Take a look at the list of icons that Indian youth admire has many of the usual suspects but with just enough curveballs to keep things interesting:
He’s retired from day-to-day operations at one of the world’s largest conglomerates. He introduced the world to the ‘cheapest car’; now trying to be the GenX ride. But Indian youngsters give him more than just a few props. He’s no nano, apro Ratan, but he’s sure on fire.
His humble abode will make your home look like a damp cardboard box by a dumpster in a dark alley. But India’s richest man still doesn’t have enough power to propel him to the top floor of this list. But No.2 is better than No.3, no?
The younger Ambani walked a different path and until a recent rapprochement lived his own real life version of Clash of the Clans. A billionaire who also runs marathons; what’s not to admire?
Looking at this list it seems retirement or something more permanent is what one needs to be admired in this country. Of course, it helps that you were the creator of one of the most pervasive brands in human history. And gave up all that to run a charity and pour buckets of ice and water over your own head. So, here’s looking at you, Gates.
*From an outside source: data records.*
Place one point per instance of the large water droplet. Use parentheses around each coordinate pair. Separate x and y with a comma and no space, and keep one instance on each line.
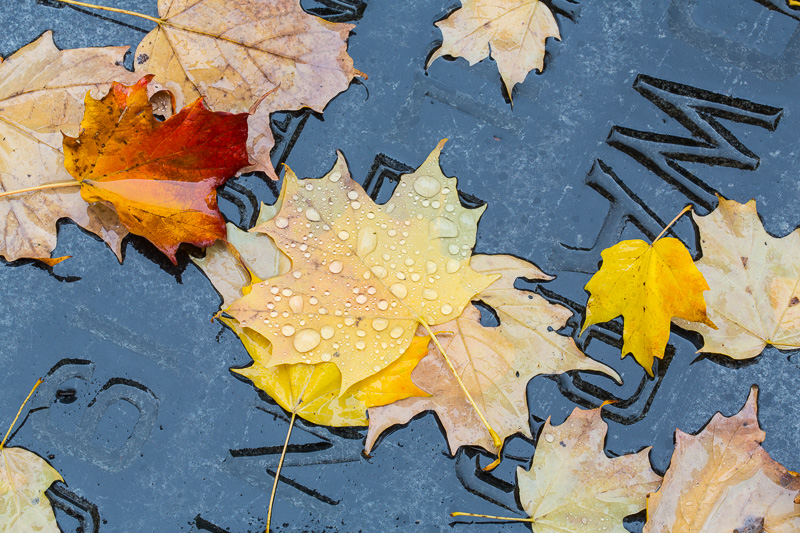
(399,290)
(306,340)
(427,186)
(327,332)
(313,215)
(296,303)
(442,227)
(367,241)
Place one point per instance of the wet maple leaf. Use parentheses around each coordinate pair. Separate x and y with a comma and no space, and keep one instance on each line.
(495,363)
(160,177)
(363,275)
(515,31)
(754,278)
(648,285)
(41,95)
(234,53)
(723,480)
(24,478)
(572,485)
(313,392)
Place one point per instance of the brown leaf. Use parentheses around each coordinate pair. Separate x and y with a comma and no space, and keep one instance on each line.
(495,363)
(234,53)
(723,480)
(41,95)
(516,31)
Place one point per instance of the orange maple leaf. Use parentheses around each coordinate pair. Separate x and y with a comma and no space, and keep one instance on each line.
(161,177)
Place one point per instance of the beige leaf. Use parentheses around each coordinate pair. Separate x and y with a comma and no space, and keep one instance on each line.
(24,477)
(42,90)
(722,480)
(574,486)
(514,30)
(755,283)
(495,363)
(235,53)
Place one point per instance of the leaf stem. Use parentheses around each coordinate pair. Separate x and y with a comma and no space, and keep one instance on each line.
(674,220)
(506,518)
(21,407)
(278,471)
(498,442)
(113,9)
(43,187)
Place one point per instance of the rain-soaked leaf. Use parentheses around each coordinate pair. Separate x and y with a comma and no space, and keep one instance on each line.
(364,276)
(755,283)
(648,285)
(41,95)
(233,54)
(160,177)
(513,31)
(723,480)
(495,363)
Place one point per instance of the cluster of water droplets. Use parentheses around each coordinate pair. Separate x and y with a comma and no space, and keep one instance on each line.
(363,272)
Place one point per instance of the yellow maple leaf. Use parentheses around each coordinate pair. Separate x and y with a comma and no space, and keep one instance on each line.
(755,283)
(722,479)
(647,285)
(364,276)
(514,30)
(24,478)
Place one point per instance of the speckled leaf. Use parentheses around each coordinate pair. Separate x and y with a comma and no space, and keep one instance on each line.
(24,477)
(363,275)
(233,54)
(495,363)
(572,485)
(755,283)
(723,480)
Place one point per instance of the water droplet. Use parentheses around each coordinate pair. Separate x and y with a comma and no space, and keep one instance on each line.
(399,290)
(313,215)
(327,332)
(306,340)
(379,271)
(296,303)
(427,186)
(367,241)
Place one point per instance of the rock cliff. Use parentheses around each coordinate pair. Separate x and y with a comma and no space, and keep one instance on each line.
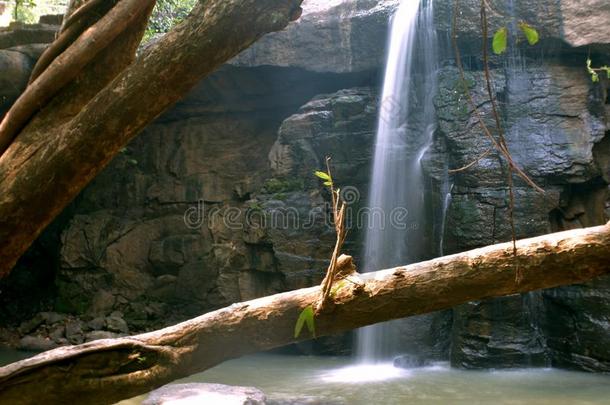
(215,202)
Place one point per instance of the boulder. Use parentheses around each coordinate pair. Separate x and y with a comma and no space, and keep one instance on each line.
(411,361)
(205,394)
(36,344)
(100,334)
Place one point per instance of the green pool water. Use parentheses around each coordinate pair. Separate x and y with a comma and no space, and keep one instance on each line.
(328,380)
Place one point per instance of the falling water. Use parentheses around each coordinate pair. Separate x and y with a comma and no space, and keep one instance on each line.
(405,131)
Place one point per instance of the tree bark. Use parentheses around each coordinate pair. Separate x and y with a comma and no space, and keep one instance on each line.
(48,164)
(106,371)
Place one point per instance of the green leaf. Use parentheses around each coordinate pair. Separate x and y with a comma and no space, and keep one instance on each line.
(323,176)
(500,40)
(530,33)
(305,318)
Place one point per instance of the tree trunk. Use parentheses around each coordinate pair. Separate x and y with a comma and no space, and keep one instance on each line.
(106,371)
(59,151)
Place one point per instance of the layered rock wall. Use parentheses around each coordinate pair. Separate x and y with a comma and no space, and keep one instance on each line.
(215,202)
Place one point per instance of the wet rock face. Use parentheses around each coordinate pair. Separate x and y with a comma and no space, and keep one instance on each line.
(216,202)
(577,321)
(190,217)
(357,27)
(555,127)
(581,23)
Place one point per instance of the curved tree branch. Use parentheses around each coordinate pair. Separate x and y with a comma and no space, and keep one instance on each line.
(42,172)
(69,34)
(106,371)
(68,65)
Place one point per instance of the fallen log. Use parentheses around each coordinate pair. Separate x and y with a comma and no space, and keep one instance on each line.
(47,164)
(106,371)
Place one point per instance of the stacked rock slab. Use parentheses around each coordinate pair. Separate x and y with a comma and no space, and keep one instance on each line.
(215,202)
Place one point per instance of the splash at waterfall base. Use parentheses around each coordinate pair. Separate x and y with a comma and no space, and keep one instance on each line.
(110,370)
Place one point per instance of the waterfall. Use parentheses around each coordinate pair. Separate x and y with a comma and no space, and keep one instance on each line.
(405,131)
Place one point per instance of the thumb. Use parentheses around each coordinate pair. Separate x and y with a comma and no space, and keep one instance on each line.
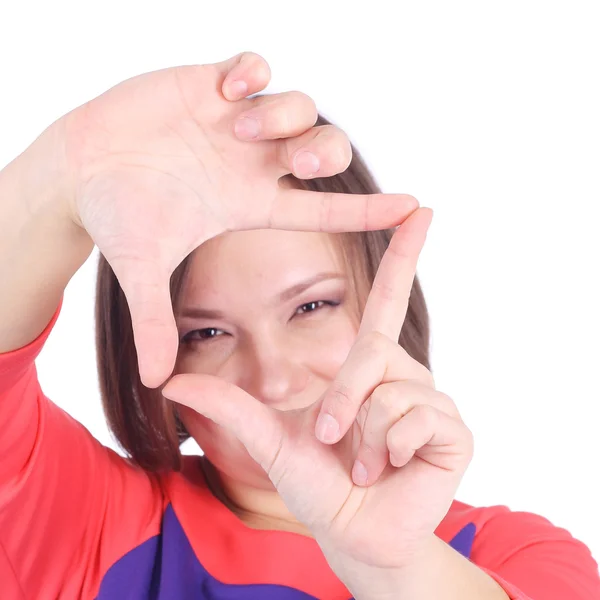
(154,329)
(255,425)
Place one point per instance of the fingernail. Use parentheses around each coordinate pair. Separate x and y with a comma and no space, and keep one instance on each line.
(327,429)
(359,473)
(237,89)
(247,128)
(306,164)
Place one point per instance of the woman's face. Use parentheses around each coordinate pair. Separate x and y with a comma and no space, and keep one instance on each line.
(272,312)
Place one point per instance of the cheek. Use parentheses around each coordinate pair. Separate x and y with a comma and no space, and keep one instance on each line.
(208,435)
(333,347)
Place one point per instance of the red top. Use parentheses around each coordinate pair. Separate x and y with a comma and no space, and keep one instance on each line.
(79,521)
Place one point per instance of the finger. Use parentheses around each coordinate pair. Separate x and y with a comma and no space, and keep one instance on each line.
(373,360)
(244,74)
(155,335)
(433,436)
(255,425)
(302,210)
(276,116)
(319,152)
(387,303)
(389,403)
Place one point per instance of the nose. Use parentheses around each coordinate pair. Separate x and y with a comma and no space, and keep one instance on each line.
(273,371)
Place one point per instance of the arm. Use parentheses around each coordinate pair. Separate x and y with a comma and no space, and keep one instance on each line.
(62,495)
(515,555)
(41,248)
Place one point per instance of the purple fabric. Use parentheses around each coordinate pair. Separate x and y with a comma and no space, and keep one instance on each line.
(166,568)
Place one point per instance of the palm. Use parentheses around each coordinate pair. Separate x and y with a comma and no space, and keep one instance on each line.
(314,481)
(158,178)
(158,171)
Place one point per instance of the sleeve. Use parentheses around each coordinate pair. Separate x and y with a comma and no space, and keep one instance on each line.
(531,559)
(69,507)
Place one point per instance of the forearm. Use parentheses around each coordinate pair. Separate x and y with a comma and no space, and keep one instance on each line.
(440,574)
(41,247)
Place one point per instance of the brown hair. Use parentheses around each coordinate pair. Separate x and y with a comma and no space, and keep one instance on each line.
(143,422)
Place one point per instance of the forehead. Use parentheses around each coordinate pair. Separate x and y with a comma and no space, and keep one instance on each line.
(265,260)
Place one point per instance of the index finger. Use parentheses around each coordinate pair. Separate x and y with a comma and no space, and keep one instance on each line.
(388,299)
(334,212)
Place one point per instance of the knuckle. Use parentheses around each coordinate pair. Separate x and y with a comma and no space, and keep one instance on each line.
(339,150)
(341,395)
(387,399)
(374,342)
(428,415)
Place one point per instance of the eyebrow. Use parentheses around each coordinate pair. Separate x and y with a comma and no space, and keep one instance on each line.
(284,296)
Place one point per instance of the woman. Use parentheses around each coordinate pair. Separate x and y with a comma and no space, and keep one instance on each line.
(331,461)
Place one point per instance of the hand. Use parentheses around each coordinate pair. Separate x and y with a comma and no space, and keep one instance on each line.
(409,437)
(156,169)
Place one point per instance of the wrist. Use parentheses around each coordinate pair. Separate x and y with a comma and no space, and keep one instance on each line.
(43,182)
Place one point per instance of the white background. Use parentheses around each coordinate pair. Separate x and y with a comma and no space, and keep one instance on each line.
(487,112)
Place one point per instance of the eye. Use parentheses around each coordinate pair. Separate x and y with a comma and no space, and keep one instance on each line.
(205,334)
(314,306)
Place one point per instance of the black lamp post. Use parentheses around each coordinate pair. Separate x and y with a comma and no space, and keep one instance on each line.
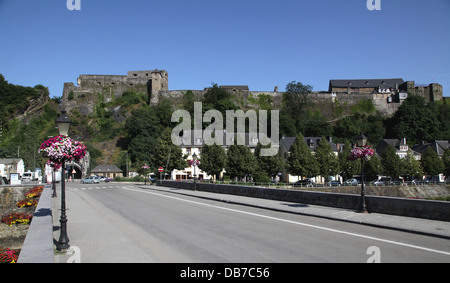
(194,157)
(63,124)
(361,141)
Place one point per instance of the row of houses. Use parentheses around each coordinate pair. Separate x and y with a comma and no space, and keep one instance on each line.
(16,165)
(285,144)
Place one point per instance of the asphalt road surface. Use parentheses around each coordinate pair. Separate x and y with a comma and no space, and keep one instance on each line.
(124,223)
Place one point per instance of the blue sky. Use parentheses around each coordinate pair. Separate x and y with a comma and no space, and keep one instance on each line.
(258,43)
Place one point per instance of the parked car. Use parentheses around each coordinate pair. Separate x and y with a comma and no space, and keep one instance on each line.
(304,183)
(27,176)
(334,184)
(383,181)
(90,180)
(352,182)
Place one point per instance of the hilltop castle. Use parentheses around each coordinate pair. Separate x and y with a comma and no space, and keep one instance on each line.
(386,94)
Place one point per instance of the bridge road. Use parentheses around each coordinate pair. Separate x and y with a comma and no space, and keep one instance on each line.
(125,223)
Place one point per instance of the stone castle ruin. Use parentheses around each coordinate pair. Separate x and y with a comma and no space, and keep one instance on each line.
(385,94)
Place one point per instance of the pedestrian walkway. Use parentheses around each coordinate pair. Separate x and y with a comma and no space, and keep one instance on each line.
(415,225)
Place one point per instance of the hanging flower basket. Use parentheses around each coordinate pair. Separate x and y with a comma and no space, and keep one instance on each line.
(193,162)
(365,152)
(61,149)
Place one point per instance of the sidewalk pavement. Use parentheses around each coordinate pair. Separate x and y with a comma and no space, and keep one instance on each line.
(83,216)
(409,224)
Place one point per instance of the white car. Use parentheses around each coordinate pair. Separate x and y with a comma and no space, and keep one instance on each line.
(90,180)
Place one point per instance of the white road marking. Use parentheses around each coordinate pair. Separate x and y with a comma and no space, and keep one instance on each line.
(294,222)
The late Ambani still fascinates the young Indian imagination with his riches to super riches story and a thriving legacy carried on by sons, their wives and grandkids. As they say, it ain’t over till…
He is the most followed Asian leader on Twitter. In 2014, he was ranked the 15th most powerful person in the world. His visit to Uncle Sam beats the trend score of the #RoyalBaby. Fine, that might be an exaggeration but it shouldn’t come as a surprise that NaMo, the almost year old Prime Minister of India, is the most exciting political figure amongst India’s youth.
The bastion of the Right to Information Act, the fodder-provider for all the AAP jokes, the current chief minister of New Delhi (until further notice); Arvind Kejriwal has emerged as the second most exciting politician in our survey. When he’s not busy running the capital, he’s found accusing the media of practising ‘Supari journalism’. Well, who would’ve seen that coming!
On May 6, 2015, Congress vicepresident Rahul Gandhi made his Twitter debut with @OfficeOfRG. By the time his office clicked ‘send’ on the second tweet, he’d already fetched over 20,000 followers. Truly the stuff dynasties are made of.
Britain ran a successful series called Yes, Prime Minister. India had a similar series running for a decade. Only this one played out in real life and was titled ‘Yes, Madam ji.’ Madamji, president of the Indian National Congress, continues to charm the youth of the nation with her understated but forceful personality; an apparently reluctant leader with the reins of power (at least in her party) firmly in her grasp.
Couldn’t have been her long-lost film career that got her the most exciting label. ‘Amma’ is 67 years old and most of the surveyed sample might not even have sexagenarian parents. Yet, the general secretary of AIADMK manages to remain both in power and in the news surviving controversies that would have felled (or at least severely abashed) a lesser mortal.
It seems the country’s Sachin Tendulkar hangover isn’t about to recede anytime soon. After releasing an autobiography late last year and announcing a signature single edition BMW last week (with him tightening the nuts and bolts himself, no less), India’s Little Master is going to remain the Most Admired Sportsperson with good reason.
While he received a lot of bouquets and brickbats about his leadership of the Indian team in the World Cup, our Captain Cool is in the news for non-cricket reasons — one being for the biopic on him that seems to be hitting road bumps even before filming begins; the other for his daughter Ziva. But hurl hate or love his way, his legendary ‘cool temperament’ spells d-o-n-t-c-a-r-e.
Cricket’s Bad Boy Kohli seems to be dividing equal part of mental bandwidth to his girlfriend, Anushka Sharma and to cricket. While trivial aspects of his relationship have been written about, India’s ‘future captain’ and self-proclaimed ‘most consistent player in the team’ forgot to sign up for humility lessons. Howzzat for excitement, folks?
The country hasn’t really been kind to Sania Mirza, what with the outrage over her short skirts (try playing tennis in a sari, duh), her marriage to Pakistani cricketer Shoaib Malik and the resultant furore over her audacity to choose her own life-partner. But she has shown her critics how it’s done, with her recent World No 1 ranking in Women’s Doubles.
While the survey was conducted long before his conviction, for better or worse, Salmania reigns supreme. It even bolsters the Khan’s apparel brand, Being Human. We suspect even the conviction won’t change the minds of this bhaicrazy fan club.
Not as violently polarising as the man above him, not as pedantic and goody two shoes as the Khan several ranks below him. Shahrukh Khan’s days as youthful loverboy maybe past their sell by date, but he has enough of a fanbase to take a stab at reinvention.
A surprise entrant at No 3 is a man whose last name is neither Khan nor Bachchan. TV funnyman and ubiquitous presence across filmy award shows, Sharma holds up a mirror and shows us a society where risque jokes just on the right side of PG-13 and a man in drag translate into comedy gold.